Она не поняла и поэтому повторила:

– Какая прелесть!

Майлз поманил девицу к себе и, положив руку ей на ягодицу, сказал:

– Милочка, не окажете ли вы мне огромную любезность?

Она хихикнула от неожиданного прикосновения, но не отдернулась.

– Конечно. Буду рада.

– Возьмите Педика и пойдите поиграйте с ним ненадолго.

– Да, – сказала она. Потом прибавила: – Спасибо большое.

– Вот и умничка. – Он потрепал ее по попке, показывая тем самым, что разговор окончен. Девушка ушла с площадки. Вслед за ней ушли и подруги, сгорая от нетерпения – что же там было?

– Прелестные штучки, а, Джонатан? И не вовсе уж бесполезные. Мед привлекает пчелок.

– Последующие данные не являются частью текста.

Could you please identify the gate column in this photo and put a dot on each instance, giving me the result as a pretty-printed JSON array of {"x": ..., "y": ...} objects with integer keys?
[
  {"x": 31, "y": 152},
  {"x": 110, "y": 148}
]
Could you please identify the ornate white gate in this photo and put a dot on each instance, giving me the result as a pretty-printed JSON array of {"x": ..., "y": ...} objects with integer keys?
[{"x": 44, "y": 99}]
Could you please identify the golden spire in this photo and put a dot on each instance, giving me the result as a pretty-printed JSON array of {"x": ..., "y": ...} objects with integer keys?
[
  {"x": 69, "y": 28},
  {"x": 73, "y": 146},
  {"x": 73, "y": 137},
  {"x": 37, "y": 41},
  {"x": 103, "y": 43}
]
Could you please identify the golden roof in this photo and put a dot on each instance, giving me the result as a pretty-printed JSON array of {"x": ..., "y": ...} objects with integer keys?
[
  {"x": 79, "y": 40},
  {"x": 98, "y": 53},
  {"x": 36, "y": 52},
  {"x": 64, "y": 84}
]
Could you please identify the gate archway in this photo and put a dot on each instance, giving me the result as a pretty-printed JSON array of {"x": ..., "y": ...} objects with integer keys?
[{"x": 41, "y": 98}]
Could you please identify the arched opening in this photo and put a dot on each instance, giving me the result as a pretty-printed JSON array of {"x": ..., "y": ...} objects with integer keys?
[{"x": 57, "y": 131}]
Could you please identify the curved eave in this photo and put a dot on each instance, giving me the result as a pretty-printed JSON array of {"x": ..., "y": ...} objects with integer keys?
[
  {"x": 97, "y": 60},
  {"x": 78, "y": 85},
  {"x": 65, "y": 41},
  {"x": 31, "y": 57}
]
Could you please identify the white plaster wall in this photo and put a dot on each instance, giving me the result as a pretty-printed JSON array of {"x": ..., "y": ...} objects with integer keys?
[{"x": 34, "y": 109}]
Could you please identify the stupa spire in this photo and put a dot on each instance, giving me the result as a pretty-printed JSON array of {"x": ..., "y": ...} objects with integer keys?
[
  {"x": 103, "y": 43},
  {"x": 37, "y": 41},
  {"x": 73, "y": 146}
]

– И трутней тоже, – добавил Джонатан. У стола встал молодой официант-индеец.

– Двойной “Лафрейг” моему другу, а мне – бренди “Александр”, – заказал Майлз, со значением глядя в глаза официанту.

Майлз продолжал смотреть вслед официанту, пока тот шел по дорожке над искусственными ручейками журчащей воды.

– Симпатичный мальчик.

Потом Майлз переключил внимание на Джонатана, соединив ладони, прижав указательные пальцы к губам, а большие – под подбородок. Его недвижные глаза мягко и холодно улыбались над кончиками пальцев, и Джонатан напомнил себе, как опасен может быть этот безжалостный человек, невзирая на внешний облик. С минуту оба молчали. Затем Майлз нарушил тишину звучным смехом.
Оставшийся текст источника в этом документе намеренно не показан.